Little things that matter in language design

Posted Jun 13, 2013 1:19 UTC (Thu) by wahern (subscriber, #37304)
In reply to: Little things that matter in language design by dvdeug
Parent article: Little things that matter in language design

You can DoS any system that doesn't use the correct algorithms. There are ways of implementing NFG that don't require storing every cluster ever encountered.

And it's not like existing systems don't have their own issues. The nice thing about NFG is that all the complexity is placed at the edges, in the I/O layers. All the other code, including the rapidly developed code that is usually poorly scrutinized for errors, is provided a much safer and more convenient interface for manipulation of I18N text. NFG isn't more complex to implement than any other system that provides absolute grapheme indexing. It's grapheme indexing that is the most intuitive, because it's the model everybody has been using for generations.

But most languages merely aim for half measures, and are content leaving applications to deal w/ all the corner cases. This is why UTF-8 is so popular. And it is the best solution when your goal is pushing all the complexity onto the application.

to post comments

Little things that matter in language design

Posted Jun 14, 2013 0:22 UTC (Fri) by dvdeug (subscriber, #10998) [Link]

This is the 21st century; for the most part, I don't index anything. I have iterators to do that work for me, and arbitrary cursors when I need a location. If I want to work with graphemes, I can step between graphemes. If I want to work with words, I can step between words.
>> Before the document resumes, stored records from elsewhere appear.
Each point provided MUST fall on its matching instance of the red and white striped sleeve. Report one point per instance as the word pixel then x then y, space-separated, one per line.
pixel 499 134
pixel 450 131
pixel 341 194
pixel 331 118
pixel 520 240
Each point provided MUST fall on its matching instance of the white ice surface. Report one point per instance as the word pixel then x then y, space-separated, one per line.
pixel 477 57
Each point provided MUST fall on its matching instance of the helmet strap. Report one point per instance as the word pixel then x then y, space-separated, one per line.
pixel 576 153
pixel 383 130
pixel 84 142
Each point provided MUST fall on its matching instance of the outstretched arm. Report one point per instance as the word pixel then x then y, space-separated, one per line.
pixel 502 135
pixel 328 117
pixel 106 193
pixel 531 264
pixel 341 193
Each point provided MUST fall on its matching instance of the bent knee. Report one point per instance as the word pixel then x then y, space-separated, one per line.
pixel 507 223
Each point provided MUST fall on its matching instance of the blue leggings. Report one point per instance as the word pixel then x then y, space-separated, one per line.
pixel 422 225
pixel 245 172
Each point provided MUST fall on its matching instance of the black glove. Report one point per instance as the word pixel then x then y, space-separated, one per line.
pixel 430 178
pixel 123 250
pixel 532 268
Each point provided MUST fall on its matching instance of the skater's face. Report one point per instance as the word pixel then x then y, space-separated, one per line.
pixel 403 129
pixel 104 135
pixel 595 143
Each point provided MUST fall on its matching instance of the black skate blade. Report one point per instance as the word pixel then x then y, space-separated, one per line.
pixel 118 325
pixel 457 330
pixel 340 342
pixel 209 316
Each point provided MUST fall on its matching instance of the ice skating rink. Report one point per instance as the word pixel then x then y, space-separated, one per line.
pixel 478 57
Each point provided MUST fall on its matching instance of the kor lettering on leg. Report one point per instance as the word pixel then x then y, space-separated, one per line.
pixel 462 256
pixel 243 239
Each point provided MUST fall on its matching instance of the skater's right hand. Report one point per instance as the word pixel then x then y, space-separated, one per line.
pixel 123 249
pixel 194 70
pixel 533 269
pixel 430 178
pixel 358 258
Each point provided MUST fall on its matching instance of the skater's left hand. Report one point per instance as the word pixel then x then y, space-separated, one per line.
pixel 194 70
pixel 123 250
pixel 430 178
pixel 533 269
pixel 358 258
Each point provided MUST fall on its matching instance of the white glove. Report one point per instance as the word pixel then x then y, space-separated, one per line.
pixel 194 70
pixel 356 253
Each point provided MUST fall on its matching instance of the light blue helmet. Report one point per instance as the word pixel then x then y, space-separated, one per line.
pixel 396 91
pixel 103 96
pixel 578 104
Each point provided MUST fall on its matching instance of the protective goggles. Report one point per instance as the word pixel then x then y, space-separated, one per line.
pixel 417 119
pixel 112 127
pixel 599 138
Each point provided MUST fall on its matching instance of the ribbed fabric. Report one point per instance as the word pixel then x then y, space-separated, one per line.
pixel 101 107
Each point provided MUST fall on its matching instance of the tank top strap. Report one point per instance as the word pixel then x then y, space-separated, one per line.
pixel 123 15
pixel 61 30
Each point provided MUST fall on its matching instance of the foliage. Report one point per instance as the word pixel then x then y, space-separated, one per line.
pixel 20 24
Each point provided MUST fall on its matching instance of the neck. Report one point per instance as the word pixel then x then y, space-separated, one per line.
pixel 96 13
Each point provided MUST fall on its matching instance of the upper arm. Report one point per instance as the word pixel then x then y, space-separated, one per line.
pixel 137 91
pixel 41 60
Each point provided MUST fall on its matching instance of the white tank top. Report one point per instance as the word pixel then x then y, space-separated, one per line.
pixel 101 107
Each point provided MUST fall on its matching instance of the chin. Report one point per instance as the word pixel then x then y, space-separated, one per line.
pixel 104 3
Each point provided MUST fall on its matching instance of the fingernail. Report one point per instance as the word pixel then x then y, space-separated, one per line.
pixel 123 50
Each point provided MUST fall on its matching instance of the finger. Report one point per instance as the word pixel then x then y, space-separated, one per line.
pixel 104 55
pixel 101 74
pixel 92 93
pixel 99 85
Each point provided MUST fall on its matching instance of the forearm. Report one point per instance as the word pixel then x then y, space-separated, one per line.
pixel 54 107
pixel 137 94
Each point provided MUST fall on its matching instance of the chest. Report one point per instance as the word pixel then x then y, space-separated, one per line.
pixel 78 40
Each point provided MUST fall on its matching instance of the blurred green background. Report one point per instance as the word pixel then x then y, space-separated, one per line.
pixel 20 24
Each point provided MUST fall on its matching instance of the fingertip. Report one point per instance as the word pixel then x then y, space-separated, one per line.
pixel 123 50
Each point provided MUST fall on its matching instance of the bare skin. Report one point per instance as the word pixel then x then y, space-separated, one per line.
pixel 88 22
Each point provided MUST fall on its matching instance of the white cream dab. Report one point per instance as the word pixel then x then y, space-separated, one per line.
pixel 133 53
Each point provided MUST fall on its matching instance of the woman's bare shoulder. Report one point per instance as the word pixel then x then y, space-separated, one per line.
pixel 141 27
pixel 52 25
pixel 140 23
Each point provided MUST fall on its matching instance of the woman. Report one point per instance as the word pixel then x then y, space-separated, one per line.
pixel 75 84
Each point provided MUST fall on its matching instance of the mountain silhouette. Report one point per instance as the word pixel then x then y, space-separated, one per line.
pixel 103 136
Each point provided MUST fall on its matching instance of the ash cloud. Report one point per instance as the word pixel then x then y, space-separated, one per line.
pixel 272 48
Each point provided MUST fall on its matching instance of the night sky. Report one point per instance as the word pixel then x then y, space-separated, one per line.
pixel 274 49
Grapheme indexing is not what everybody has been using for generations. In the 60 years of computing history, there have been a lot of cases where people working with scripts more complex then ASCII or Chinese have handled it a number of ways, including character sets that explicitly encoded combining characters (like ISO/IEC 6937) and the use of BS with ASCII to overstrike characters like ^ with the previous character.

UTF-8 is so popular because for many purposes it's 1/4th the size of UTF-32, and for normal data never worse then 3/4 the size. And as long as you're messing with ASCII, you can generally ignore the differences. If people want UTF-32, it's easy to find.